The effect of probe concentration on the cellular uptake of TPECM-1TPP and TPECM-2TPP in HeLa cells was also studied. From the confocal images, it is obvious that the higher probe concentration leads to brighter red fluorescence in HeLa cells for both probes (ESI Fig. 6 and 7). Quantitative analysis of the fluorescence intensity shows that the cellular uptake of TPECM-1TPP is ∼25% less efficient than that for TPECM-2TPP in HeLa cells under the same probe concentration, which indicates that TPP favors both mitochondria targeting and cellular uptake (ESI Fig. 8). We then monitored the cellular uptake of 2 μM TPECM-1TPP in HeLa, MDA-MB-231 and NIH-3T3 cells at different time points. It was found that for each cell line, the image intensity increases with the probe incubation time from 1 h to 3 h. Quantitative analysis of the fluorescence intensity for the images obtained for cells upon 3 h incubation with the probes reveals that the uptake performance of TPECM-1TPP in HeLa and MDA-MB-231 cells is quite similar (ESI Fig. 6 and 9), which is ∼72% higher than that for NIH-3T3 cells calculated from the results of flow cytometry (ESI Fig. 10–11). Similarly, TPECM-2TPP is also preferably accumulated in the tested cancer cells judging from confocal and flow cytometry studies (ESI Fig. 12–13). The more accumulation of the probes in the tested cancer cells could be due to the higher mitochondrial membrane potential of cancer cells than that of normal cells.45 This potential derivation has been reported to be approximately 60 mV which is sufficient to incur 10-fold greater accumulation of positively charged compounds in cancer cells according to the Nernst equation.46

After confirming that both TPECM-1TPP and TPECM-2TPP are indeed located in mitochondria, we then tested whether the specific targeting could affect cell viability. MTT assays were used to study cytotoxicity of TPECM-2Br, TPECM-1TPP and TPECM-2TPP under dark. After 24 h incubation, TPECM-2Br and TPECM-1TPP exhibited low cytotoxicity even at a high concentration of 10 μM as more than 80% of the tested cells survived (Fig. 3A). On the contrary, TPECM-2TPP demonstrated much higher dark cytotoxicity with an IC50 value of 6.31 μM for HeLa cells. Similar results were also observed for MDA-MA-231 cancer cells, where TPECM-2Br and TPECM-1TPP exhibited no obvious cytotoxicity but TPECM-2TPP showed high dark cytotoxicity with an IC50 value of 4.03 μM (ESI Fig. 14 and 15).

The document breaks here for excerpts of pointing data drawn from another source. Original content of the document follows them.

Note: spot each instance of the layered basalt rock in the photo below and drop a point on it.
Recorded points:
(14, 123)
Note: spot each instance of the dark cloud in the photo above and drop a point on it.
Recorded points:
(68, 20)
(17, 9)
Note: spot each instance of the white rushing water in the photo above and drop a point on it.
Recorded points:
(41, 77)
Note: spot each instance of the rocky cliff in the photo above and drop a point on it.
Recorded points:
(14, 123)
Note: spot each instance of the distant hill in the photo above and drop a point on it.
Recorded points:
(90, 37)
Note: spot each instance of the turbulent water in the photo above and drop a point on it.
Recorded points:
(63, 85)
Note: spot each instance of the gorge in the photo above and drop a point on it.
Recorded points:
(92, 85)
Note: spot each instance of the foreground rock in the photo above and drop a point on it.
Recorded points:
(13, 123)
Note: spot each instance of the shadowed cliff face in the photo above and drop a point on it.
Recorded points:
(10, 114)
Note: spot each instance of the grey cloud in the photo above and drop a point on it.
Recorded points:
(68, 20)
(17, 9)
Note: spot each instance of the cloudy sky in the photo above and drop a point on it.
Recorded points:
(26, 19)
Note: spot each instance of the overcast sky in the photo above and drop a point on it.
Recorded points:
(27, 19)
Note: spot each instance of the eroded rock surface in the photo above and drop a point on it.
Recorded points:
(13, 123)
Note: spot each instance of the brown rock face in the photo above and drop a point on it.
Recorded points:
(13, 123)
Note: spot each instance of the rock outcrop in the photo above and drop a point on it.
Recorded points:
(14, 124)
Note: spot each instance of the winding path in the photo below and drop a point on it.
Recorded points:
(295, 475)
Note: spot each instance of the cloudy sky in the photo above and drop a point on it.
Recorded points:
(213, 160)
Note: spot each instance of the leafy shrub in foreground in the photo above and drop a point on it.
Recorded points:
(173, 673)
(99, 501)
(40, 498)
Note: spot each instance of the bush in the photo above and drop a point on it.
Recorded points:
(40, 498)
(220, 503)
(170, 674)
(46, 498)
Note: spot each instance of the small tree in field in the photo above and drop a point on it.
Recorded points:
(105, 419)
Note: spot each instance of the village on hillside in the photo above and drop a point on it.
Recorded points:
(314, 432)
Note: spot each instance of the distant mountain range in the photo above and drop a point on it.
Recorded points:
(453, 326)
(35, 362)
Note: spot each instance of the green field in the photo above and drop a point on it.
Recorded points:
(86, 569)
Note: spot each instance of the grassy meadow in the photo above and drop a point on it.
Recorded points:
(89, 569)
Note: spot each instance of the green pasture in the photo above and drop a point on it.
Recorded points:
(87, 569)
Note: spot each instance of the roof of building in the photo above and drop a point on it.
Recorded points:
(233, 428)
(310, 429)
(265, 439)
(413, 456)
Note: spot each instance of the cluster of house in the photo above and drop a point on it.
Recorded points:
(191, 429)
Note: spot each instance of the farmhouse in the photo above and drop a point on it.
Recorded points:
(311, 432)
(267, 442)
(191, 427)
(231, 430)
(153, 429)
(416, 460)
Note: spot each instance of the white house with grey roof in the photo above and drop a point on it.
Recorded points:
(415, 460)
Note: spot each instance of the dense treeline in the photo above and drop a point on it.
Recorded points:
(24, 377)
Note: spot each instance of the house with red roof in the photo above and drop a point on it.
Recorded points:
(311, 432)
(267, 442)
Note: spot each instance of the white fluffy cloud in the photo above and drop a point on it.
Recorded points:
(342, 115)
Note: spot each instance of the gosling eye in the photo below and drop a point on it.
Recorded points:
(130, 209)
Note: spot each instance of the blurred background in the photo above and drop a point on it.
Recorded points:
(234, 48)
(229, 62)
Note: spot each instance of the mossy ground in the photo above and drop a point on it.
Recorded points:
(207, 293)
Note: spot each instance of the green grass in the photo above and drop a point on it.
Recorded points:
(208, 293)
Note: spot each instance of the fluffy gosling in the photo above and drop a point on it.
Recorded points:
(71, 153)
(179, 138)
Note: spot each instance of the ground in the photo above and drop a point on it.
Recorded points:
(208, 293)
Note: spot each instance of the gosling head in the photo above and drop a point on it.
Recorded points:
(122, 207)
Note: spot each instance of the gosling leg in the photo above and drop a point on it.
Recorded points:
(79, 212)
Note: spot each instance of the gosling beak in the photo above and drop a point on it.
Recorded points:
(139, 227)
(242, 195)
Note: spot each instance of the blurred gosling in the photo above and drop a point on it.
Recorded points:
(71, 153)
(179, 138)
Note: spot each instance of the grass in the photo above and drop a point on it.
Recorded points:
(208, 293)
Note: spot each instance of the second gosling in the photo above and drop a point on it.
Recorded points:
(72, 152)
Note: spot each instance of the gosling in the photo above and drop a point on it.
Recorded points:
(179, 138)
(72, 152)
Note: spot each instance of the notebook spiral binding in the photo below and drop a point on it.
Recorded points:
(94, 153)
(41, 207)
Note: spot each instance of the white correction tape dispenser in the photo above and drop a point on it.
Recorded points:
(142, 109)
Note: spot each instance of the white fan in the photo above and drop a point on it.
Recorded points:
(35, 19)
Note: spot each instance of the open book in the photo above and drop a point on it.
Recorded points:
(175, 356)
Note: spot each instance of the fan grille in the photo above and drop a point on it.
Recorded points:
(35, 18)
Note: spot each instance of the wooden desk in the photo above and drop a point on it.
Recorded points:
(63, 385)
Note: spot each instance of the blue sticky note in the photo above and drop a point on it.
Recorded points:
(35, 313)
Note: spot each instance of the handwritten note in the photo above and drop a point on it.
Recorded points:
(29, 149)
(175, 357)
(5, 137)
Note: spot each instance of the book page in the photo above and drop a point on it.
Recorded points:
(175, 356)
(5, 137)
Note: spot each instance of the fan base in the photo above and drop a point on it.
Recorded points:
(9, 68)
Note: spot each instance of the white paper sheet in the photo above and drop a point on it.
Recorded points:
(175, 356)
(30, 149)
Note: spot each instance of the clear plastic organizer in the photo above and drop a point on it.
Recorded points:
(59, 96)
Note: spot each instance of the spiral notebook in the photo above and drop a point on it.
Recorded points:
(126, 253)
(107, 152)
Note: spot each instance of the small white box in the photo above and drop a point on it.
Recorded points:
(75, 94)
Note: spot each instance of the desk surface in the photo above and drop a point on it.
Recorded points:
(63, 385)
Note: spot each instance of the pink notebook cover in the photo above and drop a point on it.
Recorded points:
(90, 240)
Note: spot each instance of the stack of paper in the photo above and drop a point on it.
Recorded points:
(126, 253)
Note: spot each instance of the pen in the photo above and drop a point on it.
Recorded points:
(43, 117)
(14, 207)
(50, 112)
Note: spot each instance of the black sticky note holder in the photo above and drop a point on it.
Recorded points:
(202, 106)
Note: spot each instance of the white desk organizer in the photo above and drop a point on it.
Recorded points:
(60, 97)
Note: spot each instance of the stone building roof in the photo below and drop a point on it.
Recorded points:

image file: c5sc00826c-f3.tif
Fig. 3 (A) The viability of HeLa cells (A) and NIH-3T3 cells (B) upon treatment with TPECM-2Br, TPECM-1TPP and TPECM-2TPP at different concentrations in dark for 24 h. The mitochondria membrane potential of HeLa cells measured by tetramethyl rhodamine ethyl ester (TMRE) without treatment (C and D), with the treatment of 2 μM TPECM-2Br (E and F), 2 μM TPECM-1TPP (G and H) and 2 μM TPECM-2TPP (I and J) for 3 h. The TMRE was excited at 543 nm and the red fluorescence was detected using a 575–625 nm bandpass filter. All images share the same scale bar of 20 μm.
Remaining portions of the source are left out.